Wir engagieren uns für einfache und sichere Radwege. Seit Jahren stehen wir mit der Stadt und der Polizei in Kontakt und weisen auf gefährliche Stellen im Verkehr hin. Aber so lange keine tödlichen Unfälle passieren, wird sich an der Situation nichts verändern. Wir möchten nicht, dass erst etwas passieren muss, um die Sicherheit für Radfahrende zu verbessern.
So reifte bei uns der Wunsch nach konkreten und objektiven Messungen. Unser Kernteam und einige andere Alltags-Radfahrenden unterstützten uns bei den Messungen mit dem Open Bike Sensor (OBS). Gemeinsam fuhren wir etliche Kilometer in Ibbenbüren, Püsselbüren und Laggenbeck. So kamen über 2500 Messungen zusammen, die vom OBS gespeichert, ausgewertet und in einer Karte farblich dargestellt werden.

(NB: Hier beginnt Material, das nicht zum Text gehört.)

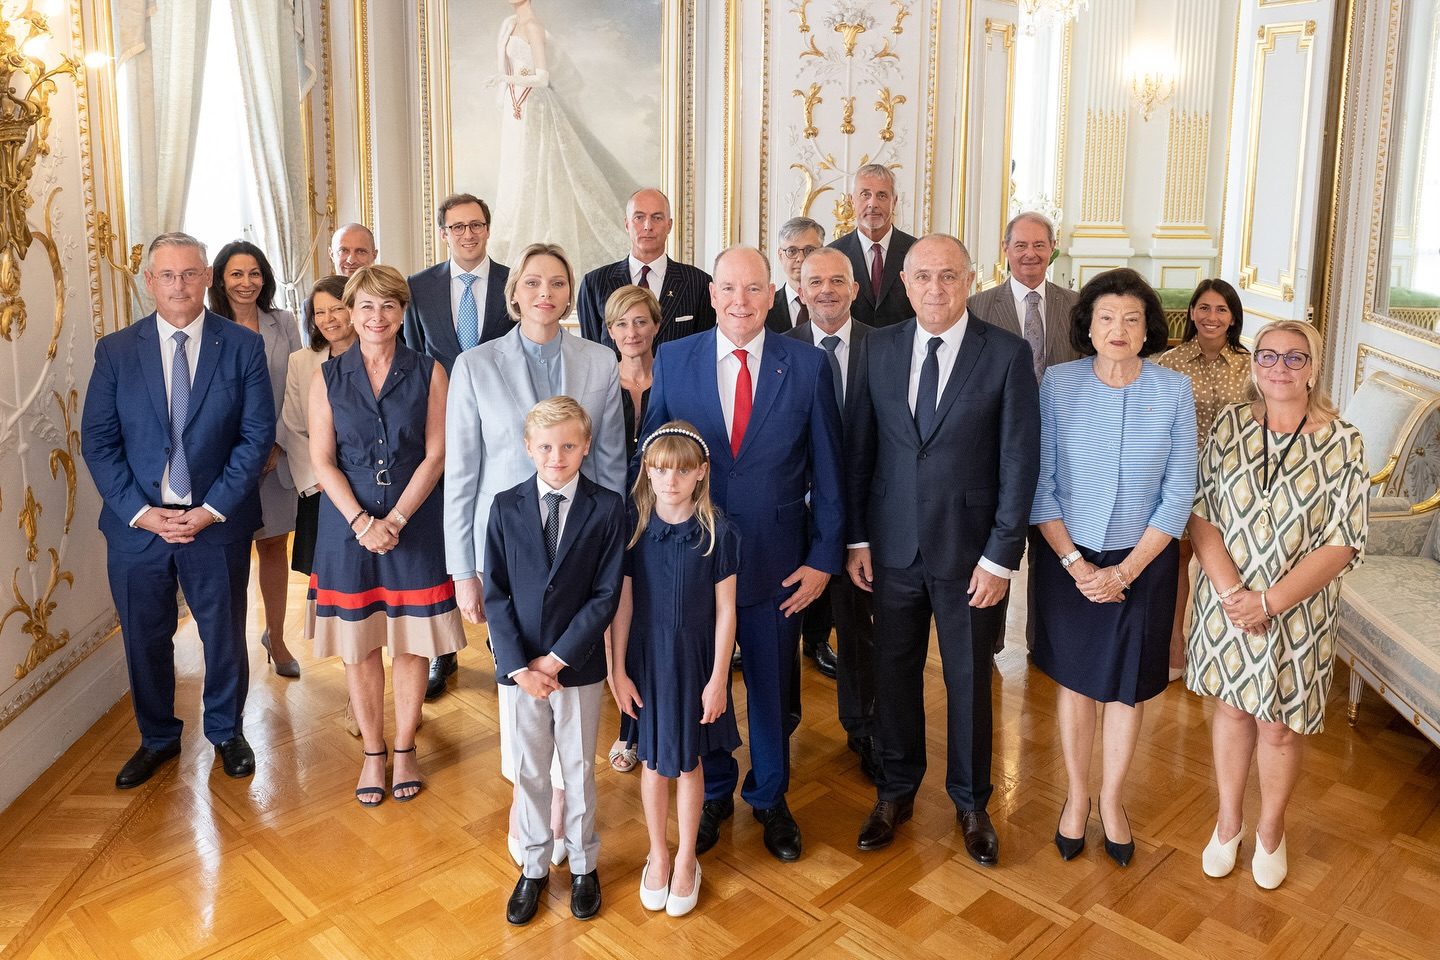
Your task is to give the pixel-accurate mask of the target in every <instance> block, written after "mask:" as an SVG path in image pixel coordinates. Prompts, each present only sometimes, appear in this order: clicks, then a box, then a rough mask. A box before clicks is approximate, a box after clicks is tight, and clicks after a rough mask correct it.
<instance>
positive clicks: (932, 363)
mask: <svg viewBox="0 0 1440 960" xmlns="http://www.w3.org/2000/svg"><path fill="white" fill-rule="evenodd" d="M901 279H903V282H904V285H906V292H907V295H909V298H910V302H912V304H914V305H916V317H914V318H912V320H907V321H904V322H901V324H896V325H893V327H884V328H881V330H877V331H876V332H873V334H870V337H867V338H865V341H864V344H863V345H861V348H860V353H861V358H860V364H858V367H857V370H855V379H854V381H852V383H851V386H850V390H851V397H850V404H848V407H850V409H848V412H850V413H851V419H850V426H851V430H850V433H848V435H847V436H845V443H847V446H845V494H847V497H845V501H847V502H845V507H847V510H845V524H847V541H848V545H850V556H848V560H847V571H848V573H850V576H851V579H852V580H854V583H855V586H857V587H860V589H861V590H871V592H873V593H874V610H876V659H874V664H876V694H877V695H876V721H877V734H878V743H880V777H878V780H877V783H876V797H877V800H876V806H874V809H873V810H871V813H870V816H868V818H867V819H865V823H864V826H861V830H860V839H858V846H860V849H863V851H871V849H878V848H881V846H887V845H888V843H890V842H891V841H893V839H894V830H896V828H897V826H899V825H901V823H904V822H906V820H909V819H910V816H912V812H913V809H914V796H916V793H917V792H919V789H920V780H922V779H923V777H924V766H926V764H924V747H926V744H924V664H926V659H927V656H929V651H930V620H932V619H933V620H935V632H936V636H937V639H939V649H940V662H942V668H943V675H945V691H946V699H948V708H946V717H948V724H946V735H948V750H946V770H945V789H946V793H948V794H949V796H950V800H952V802H953V803H955V812H956V818H958V819H959V823H960V829H962V832H963V835H965V849H966V852H968V853H969V855H971V858H972V859H975V861H976V862H979V864H985V865H992V864H995V862H998V859H999V838H998V836H996V833H995V828H994V825H992V823H991V819H989V815H988V813H986V810H985V807H986V805H988V802H989V797H991V793H992V790H994V787H992V784H991V730H992V720H991V651H992V648H994V643H995V639H996V638H998V636H999V635H1001V632H1002V630H1004V629H1005V606H1004V603H1001V602H1002V600H1004V599H1005V593H1007V590H1008V589H1009V577H1011V576H1012V573H1014V571H1015V570H1017V569H1018V567H1020V558H1021V554H1022V553H1024V550H1025V528H1027V524H1028V520H1030V502H1031V499H1034V495H1035V478H1037V475H1038V474H1040V390H1038V387H1037V384H1035V371H1034V361H1032V357H1031V353H1030V345H1028V344H1027V343H1025V341H1024V340H1022V338H1021V337H1017V335H1015V334H1011V332H1008V331H1004V330H999V328H998V327H991V325H989V324H986V322H982V321H981V320H978V318H976V317H972V315H971V314H969V311H968V308H966V296H968V294H969V289H971V285H972V284H973V282H975V271H973V268H972V266H971V256H969V253H968V252H966V249H965V246H963V245H962V243H960V242H959V240H956V239H955V237H953V236H943V235H939V233H936V235H930V236H927V237H923V239H922V240H917V242H916V243H914V245H913V246H912V248H910V252H909V253H907V255H906V261H904V271H903V272H901Z"/></svg>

Die Sensoren hat uns der ADFC Osnabrück kostenlos geliehen. Open Bike Sensoren kann man nicht fertig kaufen: Sie wurden von Aktiven des ADFC mit großem Zeitaufwand und technischem Know-how selbst gefertigt und zusammengebaut.
Die Sensoren des OBS messen zentimetergenau, wie viel Platz überholende Fahrzeuge von Radfahrenden halten. Innerorts müssen es mindestens 150 Zentimeter und außerorts zwei Meter sein. Werden Kinder überholt, gilt immer ein Mindestüberholabstand von zwei Metern.
Der gesetzliche Rahmen
Überholabstände sind seit der Novelle der StVO vom 8. April 2020 gesetzlich festgeschrieben. Damit hat die Gesetzgebung die langjährige Forderung des ADFC nach festgeschriebenen Mindestüberholabständen aufgegriffen. Dadurch sollen Verbesserungen für den Radverkehr erreicht und das Radfahren sicherer gemacht werden. Allerdings mussten Kfz-Fahrerinnen und ‑Fahrer schon vorher aus Sicherheitsgründen und aufgrund des selbstverständlichen Rücksichtnahmegebots einen deutlichen Abstand beim Überholen von Radfahrenden und Menschen zu Fuß halten.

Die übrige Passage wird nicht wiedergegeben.